Aussie sense of humour

2/401368 Keith H. Hasler, "D" Company 2RAR

Like most Australians, I like a joke as much as the next man and the best joke of all is the practical joke, and preferably played on someone who begs to be taken in as a subject. One such guy was a soldier we'll call John. At the time of this event, the shooting war had stopped on July 27th and my unit, 2nd Btn RAR along with the 3rd Btn RAR, was camped near the Imjin river near where we were busily engaged in preparing defenses along our next front (if needed) called the Kansas Line. During our moments of stand down we engaged in many and varied pastimes from boozing, to writing letters to our folks, or simply looking for a variety of practical jokes to carry out on the unsuspecting. And one of the most unsuspecting happened to be John, who filled in his spare time searching old newspapers, magazines etc, for pen friends. You see, John just loved getting mail from girls back home, girls whom he had never met, and girls who seemed to be just as lonely as he.

My chance came in November 1953, when my old mate Peter Crowe and I were chosen to go on R and R to Japan. Peter and I wisely chose Tokyo as our preferred place of relaxation, with the many bright lights, night clubs, bars, etc and etc. One day, we wandered into the Canadian Maple Leaf Club for the usual few beers as starters to our day of debauchery. I spotted some Club Stationery and it was then that the idea came to me...

Writing in my neatest handwriting, and calling myself Mary Jane something or other, I started my letter to John, introducing myself by saying how my Dad had brought home an Aussie newspaper from one of his business trips down under and in it finding where this "lonely soldier in Korea was looking for a friend". I went on to say how my Dad was big in gold-mining in the Yukon and how I too was a lonely girl of just a sweet 18 years. I quoted more details about myself over and over until I felt sure that John would fall for this "lonely Canadian Girl". Finishing my letter with the usual "write soon won't you"? I sealed it in a suitable Maple Leaf Club envelope and forwarded it on to John back in our camp.

Continuing on with our leave, Peter and I soon forgot the letter and a week or so later found ourselves on a DC3 of the Royal Australian Air Force, bound for Kimpo Air Base.
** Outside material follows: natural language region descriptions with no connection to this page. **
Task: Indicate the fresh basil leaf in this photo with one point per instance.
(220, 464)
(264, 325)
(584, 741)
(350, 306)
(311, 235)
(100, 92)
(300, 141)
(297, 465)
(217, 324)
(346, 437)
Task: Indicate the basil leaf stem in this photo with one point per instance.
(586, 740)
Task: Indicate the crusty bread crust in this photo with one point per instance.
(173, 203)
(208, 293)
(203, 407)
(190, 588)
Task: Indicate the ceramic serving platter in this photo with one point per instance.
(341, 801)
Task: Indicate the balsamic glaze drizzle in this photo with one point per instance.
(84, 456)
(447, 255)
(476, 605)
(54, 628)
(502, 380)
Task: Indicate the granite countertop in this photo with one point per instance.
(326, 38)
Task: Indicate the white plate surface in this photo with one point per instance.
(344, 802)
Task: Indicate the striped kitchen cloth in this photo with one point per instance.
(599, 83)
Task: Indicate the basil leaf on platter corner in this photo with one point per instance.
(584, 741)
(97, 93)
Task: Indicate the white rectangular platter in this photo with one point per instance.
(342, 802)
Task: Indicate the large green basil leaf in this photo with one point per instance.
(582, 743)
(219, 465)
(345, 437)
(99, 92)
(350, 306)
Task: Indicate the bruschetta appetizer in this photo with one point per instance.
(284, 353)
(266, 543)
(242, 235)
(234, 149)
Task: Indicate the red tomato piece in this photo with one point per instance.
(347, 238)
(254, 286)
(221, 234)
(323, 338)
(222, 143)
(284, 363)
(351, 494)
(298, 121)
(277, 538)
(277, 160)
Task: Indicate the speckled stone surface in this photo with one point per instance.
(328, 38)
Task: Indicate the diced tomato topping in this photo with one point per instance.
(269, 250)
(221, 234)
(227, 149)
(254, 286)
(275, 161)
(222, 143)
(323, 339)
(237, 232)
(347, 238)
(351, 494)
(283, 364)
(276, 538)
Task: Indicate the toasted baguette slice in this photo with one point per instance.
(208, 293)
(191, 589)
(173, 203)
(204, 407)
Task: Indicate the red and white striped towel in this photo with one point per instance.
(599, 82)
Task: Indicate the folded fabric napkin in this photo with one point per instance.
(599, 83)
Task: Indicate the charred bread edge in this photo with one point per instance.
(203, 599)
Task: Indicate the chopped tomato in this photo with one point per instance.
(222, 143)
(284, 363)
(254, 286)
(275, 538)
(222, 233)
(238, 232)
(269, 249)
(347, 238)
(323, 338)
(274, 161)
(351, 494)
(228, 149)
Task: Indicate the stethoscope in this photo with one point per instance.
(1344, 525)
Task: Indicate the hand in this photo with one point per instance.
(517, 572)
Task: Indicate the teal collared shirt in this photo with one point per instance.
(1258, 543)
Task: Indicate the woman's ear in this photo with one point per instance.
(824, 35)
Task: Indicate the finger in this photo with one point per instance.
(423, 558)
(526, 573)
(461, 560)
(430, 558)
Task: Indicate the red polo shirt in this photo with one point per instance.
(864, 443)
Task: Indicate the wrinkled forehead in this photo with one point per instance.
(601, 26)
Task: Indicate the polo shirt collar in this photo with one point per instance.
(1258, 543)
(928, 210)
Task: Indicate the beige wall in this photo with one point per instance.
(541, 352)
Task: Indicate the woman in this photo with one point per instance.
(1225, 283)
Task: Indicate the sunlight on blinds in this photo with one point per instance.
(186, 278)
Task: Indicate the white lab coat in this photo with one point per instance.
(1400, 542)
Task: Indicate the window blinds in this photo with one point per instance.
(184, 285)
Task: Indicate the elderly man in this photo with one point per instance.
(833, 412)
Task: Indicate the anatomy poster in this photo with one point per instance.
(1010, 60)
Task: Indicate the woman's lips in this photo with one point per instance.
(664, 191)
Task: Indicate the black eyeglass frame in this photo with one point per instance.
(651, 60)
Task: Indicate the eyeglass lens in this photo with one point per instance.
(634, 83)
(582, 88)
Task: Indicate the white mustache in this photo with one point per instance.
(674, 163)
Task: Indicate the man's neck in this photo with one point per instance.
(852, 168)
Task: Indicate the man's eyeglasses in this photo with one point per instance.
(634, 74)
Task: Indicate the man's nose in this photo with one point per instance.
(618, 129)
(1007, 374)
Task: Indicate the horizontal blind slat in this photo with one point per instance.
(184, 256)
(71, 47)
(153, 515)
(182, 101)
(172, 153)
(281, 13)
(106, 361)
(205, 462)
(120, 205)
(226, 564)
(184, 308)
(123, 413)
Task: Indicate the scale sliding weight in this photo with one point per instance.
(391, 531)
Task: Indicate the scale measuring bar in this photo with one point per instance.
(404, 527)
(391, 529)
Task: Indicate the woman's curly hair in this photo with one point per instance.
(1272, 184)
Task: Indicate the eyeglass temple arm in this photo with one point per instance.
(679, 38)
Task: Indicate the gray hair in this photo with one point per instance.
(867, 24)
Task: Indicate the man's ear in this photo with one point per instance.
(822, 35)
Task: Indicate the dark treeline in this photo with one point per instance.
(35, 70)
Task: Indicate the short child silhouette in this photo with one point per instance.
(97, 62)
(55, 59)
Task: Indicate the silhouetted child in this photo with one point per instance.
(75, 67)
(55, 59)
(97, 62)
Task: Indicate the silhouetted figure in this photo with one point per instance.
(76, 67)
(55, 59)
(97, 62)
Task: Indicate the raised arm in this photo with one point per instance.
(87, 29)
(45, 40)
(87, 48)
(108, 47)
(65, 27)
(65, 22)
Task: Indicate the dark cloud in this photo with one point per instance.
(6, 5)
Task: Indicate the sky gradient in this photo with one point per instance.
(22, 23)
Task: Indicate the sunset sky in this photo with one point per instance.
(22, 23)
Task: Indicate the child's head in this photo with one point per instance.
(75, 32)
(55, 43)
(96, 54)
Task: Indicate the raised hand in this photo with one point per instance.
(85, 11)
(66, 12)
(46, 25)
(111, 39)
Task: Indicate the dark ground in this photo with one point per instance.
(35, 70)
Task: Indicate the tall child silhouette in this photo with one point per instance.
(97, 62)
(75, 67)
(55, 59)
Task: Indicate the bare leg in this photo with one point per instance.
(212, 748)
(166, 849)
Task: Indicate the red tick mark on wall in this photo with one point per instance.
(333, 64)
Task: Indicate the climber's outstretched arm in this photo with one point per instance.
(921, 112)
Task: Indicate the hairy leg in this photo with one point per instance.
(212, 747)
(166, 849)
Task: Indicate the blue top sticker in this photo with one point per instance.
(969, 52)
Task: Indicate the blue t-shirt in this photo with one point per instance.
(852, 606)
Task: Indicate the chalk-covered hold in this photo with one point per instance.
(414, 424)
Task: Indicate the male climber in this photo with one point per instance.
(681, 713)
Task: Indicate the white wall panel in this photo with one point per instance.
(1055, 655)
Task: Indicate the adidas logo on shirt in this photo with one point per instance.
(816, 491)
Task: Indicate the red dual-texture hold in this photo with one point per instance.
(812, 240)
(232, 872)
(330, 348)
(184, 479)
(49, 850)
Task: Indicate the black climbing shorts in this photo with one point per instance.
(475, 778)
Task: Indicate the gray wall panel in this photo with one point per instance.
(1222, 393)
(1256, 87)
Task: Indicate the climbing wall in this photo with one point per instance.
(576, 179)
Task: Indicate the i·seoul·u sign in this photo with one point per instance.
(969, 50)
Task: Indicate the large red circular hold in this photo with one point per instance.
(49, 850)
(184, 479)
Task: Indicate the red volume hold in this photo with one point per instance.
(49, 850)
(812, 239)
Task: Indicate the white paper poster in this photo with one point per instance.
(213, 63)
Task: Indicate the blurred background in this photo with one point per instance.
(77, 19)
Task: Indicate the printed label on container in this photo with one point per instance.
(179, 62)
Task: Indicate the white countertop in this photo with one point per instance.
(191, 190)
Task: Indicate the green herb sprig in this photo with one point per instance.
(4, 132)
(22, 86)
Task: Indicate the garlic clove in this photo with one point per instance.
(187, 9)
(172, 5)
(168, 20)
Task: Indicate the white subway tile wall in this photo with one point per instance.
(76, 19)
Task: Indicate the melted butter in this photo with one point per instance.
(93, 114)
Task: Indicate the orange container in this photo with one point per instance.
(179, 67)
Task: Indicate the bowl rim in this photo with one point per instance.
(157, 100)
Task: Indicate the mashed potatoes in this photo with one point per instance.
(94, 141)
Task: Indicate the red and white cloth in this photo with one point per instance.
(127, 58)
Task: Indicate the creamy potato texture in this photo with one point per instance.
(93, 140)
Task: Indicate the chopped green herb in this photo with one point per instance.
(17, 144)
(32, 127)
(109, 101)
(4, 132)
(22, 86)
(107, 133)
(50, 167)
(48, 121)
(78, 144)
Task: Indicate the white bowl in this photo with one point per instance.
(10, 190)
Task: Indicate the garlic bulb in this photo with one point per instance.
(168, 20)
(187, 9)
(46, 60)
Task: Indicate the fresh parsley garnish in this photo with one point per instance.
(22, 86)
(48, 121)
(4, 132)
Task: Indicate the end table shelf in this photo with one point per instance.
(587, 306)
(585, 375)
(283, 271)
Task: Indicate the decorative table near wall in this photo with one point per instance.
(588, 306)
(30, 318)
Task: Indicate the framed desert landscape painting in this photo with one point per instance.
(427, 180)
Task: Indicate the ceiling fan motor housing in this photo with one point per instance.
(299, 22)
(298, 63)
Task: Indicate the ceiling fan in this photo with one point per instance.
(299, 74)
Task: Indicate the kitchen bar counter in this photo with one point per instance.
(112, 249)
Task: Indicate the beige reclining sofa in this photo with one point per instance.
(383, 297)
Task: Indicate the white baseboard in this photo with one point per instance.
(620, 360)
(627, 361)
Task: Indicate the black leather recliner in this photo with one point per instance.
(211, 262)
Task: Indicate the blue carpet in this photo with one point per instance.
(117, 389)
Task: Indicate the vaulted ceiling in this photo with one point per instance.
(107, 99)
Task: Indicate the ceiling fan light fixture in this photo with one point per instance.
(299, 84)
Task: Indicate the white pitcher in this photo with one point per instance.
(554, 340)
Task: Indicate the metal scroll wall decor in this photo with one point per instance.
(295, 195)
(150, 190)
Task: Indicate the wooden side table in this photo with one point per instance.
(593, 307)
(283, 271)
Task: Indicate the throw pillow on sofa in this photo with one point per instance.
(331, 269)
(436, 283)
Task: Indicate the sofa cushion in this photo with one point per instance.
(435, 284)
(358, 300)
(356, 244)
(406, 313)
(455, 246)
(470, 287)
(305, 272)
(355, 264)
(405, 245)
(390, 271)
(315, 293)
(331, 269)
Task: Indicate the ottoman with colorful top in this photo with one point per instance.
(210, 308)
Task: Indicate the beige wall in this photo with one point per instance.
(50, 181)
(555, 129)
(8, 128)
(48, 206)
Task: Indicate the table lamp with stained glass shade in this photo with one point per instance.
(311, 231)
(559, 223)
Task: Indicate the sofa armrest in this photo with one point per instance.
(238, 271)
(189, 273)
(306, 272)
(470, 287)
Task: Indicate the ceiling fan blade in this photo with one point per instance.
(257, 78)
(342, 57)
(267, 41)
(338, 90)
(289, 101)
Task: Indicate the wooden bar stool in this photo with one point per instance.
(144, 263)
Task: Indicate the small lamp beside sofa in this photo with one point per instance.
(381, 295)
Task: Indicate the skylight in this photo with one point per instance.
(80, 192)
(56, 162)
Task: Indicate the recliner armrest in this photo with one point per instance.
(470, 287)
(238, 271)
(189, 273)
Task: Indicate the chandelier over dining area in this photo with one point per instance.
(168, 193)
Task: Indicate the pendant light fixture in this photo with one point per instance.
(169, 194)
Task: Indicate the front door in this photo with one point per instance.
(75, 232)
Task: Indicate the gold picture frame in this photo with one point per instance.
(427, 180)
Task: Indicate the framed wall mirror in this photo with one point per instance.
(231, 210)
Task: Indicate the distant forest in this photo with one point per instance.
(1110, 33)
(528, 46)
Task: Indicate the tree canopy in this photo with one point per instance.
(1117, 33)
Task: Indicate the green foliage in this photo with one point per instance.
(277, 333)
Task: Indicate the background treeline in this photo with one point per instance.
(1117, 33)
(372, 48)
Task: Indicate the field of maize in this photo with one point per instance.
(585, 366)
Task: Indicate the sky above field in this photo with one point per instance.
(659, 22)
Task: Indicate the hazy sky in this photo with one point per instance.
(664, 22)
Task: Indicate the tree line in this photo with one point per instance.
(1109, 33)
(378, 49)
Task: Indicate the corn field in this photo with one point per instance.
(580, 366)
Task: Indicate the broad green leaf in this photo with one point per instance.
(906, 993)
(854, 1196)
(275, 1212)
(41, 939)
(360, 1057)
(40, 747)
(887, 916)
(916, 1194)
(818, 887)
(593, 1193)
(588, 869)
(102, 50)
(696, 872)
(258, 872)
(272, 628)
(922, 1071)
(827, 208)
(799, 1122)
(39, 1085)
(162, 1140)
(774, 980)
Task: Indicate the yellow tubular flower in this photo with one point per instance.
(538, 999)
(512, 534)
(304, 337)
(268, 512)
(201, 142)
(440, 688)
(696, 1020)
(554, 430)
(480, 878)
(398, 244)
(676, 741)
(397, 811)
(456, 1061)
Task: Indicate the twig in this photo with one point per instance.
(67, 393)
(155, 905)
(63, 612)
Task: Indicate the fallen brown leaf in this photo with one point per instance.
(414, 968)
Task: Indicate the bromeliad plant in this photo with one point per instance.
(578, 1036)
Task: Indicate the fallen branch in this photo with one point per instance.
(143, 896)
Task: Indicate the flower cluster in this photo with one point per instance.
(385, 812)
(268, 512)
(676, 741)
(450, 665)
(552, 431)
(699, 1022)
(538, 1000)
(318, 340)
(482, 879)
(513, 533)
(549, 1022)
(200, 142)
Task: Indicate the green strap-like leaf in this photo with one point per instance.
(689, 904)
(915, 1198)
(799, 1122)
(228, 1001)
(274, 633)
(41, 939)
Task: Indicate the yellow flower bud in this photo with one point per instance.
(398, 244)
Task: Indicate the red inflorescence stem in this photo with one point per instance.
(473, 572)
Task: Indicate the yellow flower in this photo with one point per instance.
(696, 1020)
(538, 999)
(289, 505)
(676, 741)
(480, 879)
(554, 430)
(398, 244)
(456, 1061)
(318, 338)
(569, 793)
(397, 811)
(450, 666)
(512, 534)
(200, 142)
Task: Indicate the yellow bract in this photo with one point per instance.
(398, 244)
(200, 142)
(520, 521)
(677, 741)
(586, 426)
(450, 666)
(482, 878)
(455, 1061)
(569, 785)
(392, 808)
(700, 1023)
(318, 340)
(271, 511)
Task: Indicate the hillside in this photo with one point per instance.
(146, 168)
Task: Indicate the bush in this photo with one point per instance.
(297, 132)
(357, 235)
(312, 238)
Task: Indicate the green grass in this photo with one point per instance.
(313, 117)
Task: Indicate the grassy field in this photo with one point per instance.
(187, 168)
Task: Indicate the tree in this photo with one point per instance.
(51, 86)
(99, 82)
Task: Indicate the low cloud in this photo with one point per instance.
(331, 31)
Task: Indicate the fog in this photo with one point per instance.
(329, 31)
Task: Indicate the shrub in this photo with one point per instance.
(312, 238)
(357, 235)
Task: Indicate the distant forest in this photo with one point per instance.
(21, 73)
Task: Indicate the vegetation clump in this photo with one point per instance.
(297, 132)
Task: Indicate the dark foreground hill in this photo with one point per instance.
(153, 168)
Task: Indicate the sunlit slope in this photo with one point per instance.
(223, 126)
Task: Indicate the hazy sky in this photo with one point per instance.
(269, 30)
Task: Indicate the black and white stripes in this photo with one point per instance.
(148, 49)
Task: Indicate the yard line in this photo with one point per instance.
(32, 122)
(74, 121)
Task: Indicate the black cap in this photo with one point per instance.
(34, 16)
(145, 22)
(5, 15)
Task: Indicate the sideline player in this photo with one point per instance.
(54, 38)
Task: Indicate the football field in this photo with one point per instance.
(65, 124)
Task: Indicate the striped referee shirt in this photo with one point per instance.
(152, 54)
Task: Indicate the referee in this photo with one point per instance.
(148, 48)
Arriving back in Camp, exhausted from the trip, the time in Tokyo, the grog in Tokyo, and yes, the company in Tokyo. we were greeted by none other than John with the ever so good news that he had been written to by this great Canadian Girl called Mary Jane (giving her full name) and telling us both in just a few minutes, all about this wonderfull girl.

The next few days passed normally but after a week or so, John became depressed because Mary Jane had not answered his letter. He became quite sick because he didn't eat properly and his general condition started to worry me a little in case he did something desperate.

Finally, I confronted John with the fact that it was me who had written the letter while on leave in Tokyo recently. He refused to believe me, saying I was simply making it up so as to gently let him down. Then I started quoting details about this girl that he hadn't disclosed, in an effort to convince him that I spoke truthfully, to which he suddenly responded by accusing me of reading his mail. All hell broke loose, John came at me like a wounded tiger, with such venom in his voice that the ensuing argument was broken up by our Sergeant who immediately paraded us both before the Regimental Sergeant Major accused of fighting and disturbing the peace and acting in a manner detrimental to good military conduct.

In front of all and sundry, I had to confess to my dastardly act of cruelty to John and offer him an unconditional apology for my part in this practical joke. I also had to promise to never ever ("If you come before me again, etc etc") engage in such acts of cruelty against my fellow soldiers. This I did and as we walked out of the RSM's quarters, John and I shook hands and I again promised him to be more humane in my choice of practical joke. The incident also cured John of his romantic endeavors with pen friends. I hope he went on in civvy life to meet the girl (or girls) of his dreams, as most of us have done, (eventually!!!)